So galant wie eine Katze erklomm er den Baum und grinste Nea von oben herab an: „Komm schon, Angsthase, ich helfe dir.“
Mit einem Seufzen gab Nea nach und zog sich an dem Seil den Baum empor, doch dabei war sie weder so schnell, noch so elegant wie Miro. Sie fühlte sich mehr wie ein nasser Sack Kartoffeln. Bei dem letzten Meter kam ihr Miro zur Hilfe. Mit einem festen Händedruck zog er sie neben sich auf den Ast. Während Miro in der Höhe stand, als hätte er schon immer auf einem Baum gelebt, hatte Nea Probleme, das Gleichgewicht zu halten. Nur ein Blick in Richtung Boden genügte, um sie zum Schwanken zu bringen. Verzweifelt klammerte sie sich an Miros Arm fest.
„Ich kann hier ja nicht mal stehen, wie kannst du dann von mir erwarten, hier zu schlafen?“
„Ich erwarte es nicht, es ist allein deine Entscheidung.“
Ohne sie weiter zu beachten, breitete er den Schlafsack auf dem Ast aus.
„Außerdem haben wir nur einen Schlafsack“, drängte Nea weiter.
„Seit wann stört dich das? Als wir noch in Betten geschlafen haben, bist du ohnehin jede Nacht zu mir gekommen“, zog Miro sie auf. Auch wenn sie nur seinen Rücken sah, konnte sie sein freches Grinsen vor sich sehen. Verärgert gab sie ihm einen leichten Stoß. Miro stolperte stärker, als sie erwartet hätte. Er wirkte so sicher, dass sie nicht gedacht hätte, dass etwas passieren könnte. Doch anscheinend konnte er sich plötzlich nicht mehr halten und stürzte vom Baum. In letzter Sekunde bekam er den Ast noch zu packen und hielt sich daran fest.
„Miro, Miro, das wollte ich nicht“, kreischte Nea, stürzte an seine Seite und streckte ihm hilfsbereit ihre Hände entgegen. „Komm, ich helfe dir.“
„Mach das bloß nicht noch einmal“, schimpfte Miro und ließ sich von ihr zurück auf den Ast helfen.
Kaum, dass er wieder sicher saß, begann er jedoch erneut schelmisch zu grinsen und äffte Neas Stimme nach: „Miro, darf ich bitte bei dir schlafen?
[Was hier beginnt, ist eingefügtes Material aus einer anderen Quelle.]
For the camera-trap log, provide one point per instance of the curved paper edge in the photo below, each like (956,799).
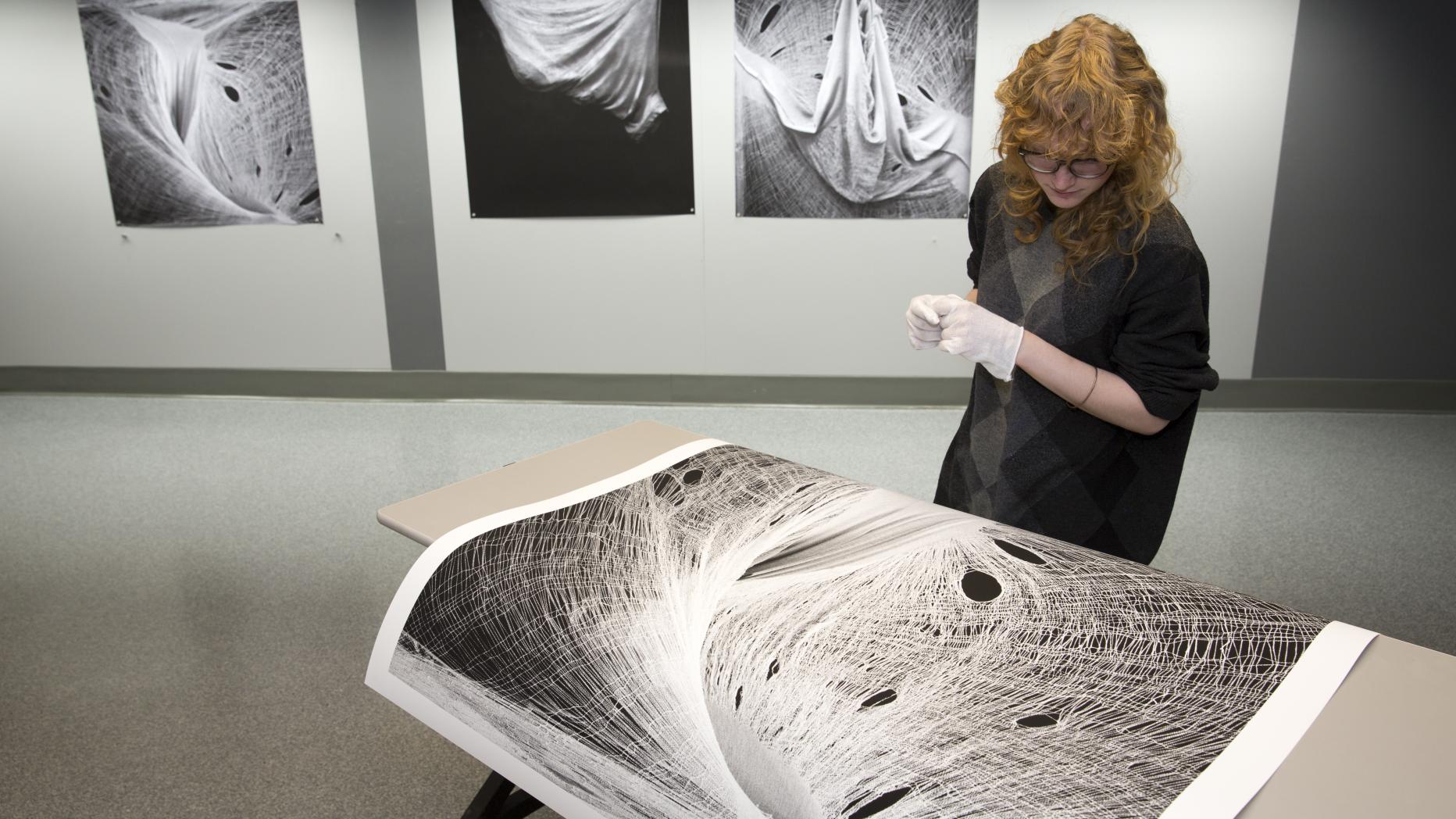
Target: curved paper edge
(1226,786)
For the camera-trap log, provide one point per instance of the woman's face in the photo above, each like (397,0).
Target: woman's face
(1065,188)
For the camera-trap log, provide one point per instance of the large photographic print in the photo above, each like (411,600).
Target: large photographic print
(731,635)
(576,107)
(203,111)
(854,108)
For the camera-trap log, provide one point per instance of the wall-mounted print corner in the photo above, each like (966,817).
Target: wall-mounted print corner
(204,111)
(854,108)
(576,107)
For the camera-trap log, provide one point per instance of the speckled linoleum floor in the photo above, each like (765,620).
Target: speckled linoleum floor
(190,586)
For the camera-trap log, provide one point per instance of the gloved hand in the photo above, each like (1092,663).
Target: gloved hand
(972,331)
(965,330)
(923,320)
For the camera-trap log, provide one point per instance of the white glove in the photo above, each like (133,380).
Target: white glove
(972,331)
(923,321)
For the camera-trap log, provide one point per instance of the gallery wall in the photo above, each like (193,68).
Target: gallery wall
(701,293)
(79,291)
(1360,281)
(714,293)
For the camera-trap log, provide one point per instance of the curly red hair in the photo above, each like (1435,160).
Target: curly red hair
(1088,91)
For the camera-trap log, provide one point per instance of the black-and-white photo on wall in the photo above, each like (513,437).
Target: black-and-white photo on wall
(854,108)
(203,109)
(576,107)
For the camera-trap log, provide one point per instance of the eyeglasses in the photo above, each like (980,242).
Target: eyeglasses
(1081,168)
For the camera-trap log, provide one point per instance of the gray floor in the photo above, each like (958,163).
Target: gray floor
(190,588)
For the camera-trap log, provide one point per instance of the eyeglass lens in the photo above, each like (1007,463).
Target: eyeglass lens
(1085,168)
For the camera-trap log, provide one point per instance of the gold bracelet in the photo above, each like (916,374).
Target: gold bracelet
(1095,374)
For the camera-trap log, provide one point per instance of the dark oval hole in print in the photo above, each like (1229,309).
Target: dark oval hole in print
(768,18)
(1038,721)
(878,803)
(881,699)
(980,586)
(1019,553)
(664,485)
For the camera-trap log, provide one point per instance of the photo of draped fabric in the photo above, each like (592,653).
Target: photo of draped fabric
(576,107)
(854,108)
(203,109)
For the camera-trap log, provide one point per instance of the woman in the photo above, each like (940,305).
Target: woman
(1087,279)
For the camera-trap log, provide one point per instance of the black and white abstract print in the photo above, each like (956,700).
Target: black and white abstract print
(576,107)
(203,111)
(854,108)
(741,635)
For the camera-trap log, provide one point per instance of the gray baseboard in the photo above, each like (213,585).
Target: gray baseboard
(436,385)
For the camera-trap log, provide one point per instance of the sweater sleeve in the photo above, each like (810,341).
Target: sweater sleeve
(976,224)
(1162,349)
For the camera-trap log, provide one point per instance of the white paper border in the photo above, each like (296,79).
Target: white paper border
(1226,786)
(446,723)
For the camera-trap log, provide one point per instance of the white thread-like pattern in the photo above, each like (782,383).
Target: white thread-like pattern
(851,108)
(740,635)
(203,111)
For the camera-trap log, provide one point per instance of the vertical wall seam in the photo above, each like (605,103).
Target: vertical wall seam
(399,161)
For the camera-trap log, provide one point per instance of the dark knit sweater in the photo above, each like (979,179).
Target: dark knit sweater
(1022,455)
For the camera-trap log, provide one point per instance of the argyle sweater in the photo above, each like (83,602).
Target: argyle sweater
(1022,455)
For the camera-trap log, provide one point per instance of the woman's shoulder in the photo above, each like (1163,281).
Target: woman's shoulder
(992,180)
(1168,231)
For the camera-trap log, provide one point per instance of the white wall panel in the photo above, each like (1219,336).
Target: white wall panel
(73,291)
(712,293)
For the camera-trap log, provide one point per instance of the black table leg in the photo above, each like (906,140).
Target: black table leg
(500,799)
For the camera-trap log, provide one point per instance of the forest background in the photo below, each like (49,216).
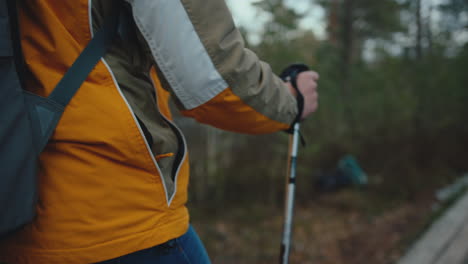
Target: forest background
(393,93)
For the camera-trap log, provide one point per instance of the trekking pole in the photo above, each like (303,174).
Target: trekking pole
(290,75)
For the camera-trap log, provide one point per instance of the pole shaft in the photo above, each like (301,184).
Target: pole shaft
(289,206)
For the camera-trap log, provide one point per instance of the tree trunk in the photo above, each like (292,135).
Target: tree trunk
(418,30)
(347,47)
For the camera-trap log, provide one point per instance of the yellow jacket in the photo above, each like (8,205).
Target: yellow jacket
(114,176)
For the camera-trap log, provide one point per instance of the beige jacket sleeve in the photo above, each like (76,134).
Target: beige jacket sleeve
(202,56)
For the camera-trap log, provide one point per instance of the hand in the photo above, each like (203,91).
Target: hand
(307,84)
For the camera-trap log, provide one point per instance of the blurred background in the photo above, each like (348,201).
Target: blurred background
(393,95)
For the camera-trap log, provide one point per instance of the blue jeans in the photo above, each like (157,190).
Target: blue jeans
(187,249)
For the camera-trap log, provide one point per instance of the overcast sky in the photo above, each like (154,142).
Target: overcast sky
(247,16)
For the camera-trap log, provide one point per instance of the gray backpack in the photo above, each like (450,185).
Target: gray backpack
(27,120)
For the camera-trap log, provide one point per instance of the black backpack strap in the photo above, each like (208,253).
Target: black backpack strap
(15,40)
(94,51)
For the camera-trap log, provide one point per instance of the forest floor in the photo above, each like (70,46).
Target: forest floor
(342,227)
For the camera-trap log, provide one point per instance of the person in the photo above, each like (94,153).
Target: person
(113,178)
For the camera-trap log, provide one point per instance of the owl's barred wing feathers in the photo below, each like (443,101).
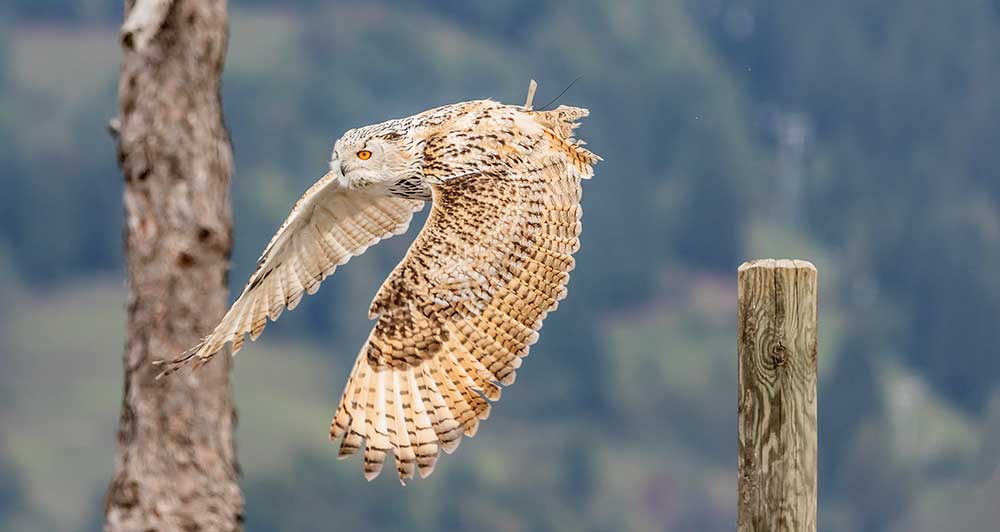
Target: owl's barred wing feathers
(464,306)
(326,227)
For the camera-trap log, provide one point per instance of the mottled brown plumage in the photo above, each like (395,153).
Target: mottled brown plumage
(460,311)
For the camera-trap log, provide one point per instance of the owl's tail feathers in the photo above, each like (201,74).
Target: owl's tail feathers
(561,122)
(412,411)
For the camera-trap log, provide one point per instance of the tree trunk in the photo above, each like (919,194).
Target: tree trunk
(176,466)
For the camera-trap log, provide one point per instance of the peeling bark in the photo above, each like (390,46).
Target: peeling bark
(176,466)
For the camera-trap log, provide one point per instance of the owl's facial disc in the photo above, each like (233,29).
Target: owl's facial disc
(362,161)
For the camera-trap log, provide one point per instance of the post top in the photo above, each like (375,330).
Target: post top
(783,264)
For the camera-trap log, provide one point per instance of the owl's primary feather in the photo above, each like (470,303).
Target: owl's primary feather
(463,307)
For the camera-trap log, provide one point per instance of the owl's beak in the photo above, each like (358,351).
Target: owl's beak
(336,169)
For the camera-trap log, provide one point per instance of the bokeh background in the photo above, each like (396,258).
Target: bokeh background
(859,134)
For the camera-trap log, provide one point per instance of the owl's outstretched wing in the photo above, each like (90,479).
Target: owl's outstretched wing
(328,225)
(463,307)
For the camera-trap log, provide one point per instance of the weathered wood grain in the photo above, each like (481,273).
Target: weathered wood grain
(176,467)
(777,396)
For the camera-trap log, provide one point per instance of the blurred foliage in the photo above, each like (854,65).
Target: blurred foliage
(856,134)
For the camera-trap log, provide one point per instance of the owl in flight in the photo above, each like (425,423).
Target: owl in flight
(455,317)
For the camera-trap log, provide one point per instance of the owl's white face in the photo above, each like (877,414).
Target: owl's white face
(370,160)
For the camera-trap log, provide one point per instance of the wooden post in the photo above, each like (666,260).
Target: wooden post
(777,396)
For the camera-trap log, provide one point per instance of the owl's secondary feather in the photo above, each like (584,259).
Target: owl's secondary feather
(458,314)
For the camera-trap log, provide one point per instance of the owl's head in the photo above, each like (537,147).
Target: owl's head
(374,155)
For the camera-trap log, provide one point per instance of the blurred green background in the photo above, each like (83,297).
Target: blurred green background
(860,134)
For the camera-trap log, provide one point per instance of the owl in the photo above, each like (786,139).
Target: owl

Ich hatte einen Alptraum.“
Nea verkniff es sich, ihn erneut zu schlagen, stattdessen presste sie ihre Lippen schmollend aufeinander. „Dir ist das doch ganz recht. Du hast nämlich genauso Alpträume.“
„Ja, von dir, die mir jede Nacht die Hälfte meines Bettes klaut. Ich bete jeden Abend, wenigstens für eine Nacht mal mein Bett für mich alleine zu haben.“
An seinem Lächeln merkte sie, dass Miro sie nur weiter aufziehen wollte und seine Worte nicht ernst meinte.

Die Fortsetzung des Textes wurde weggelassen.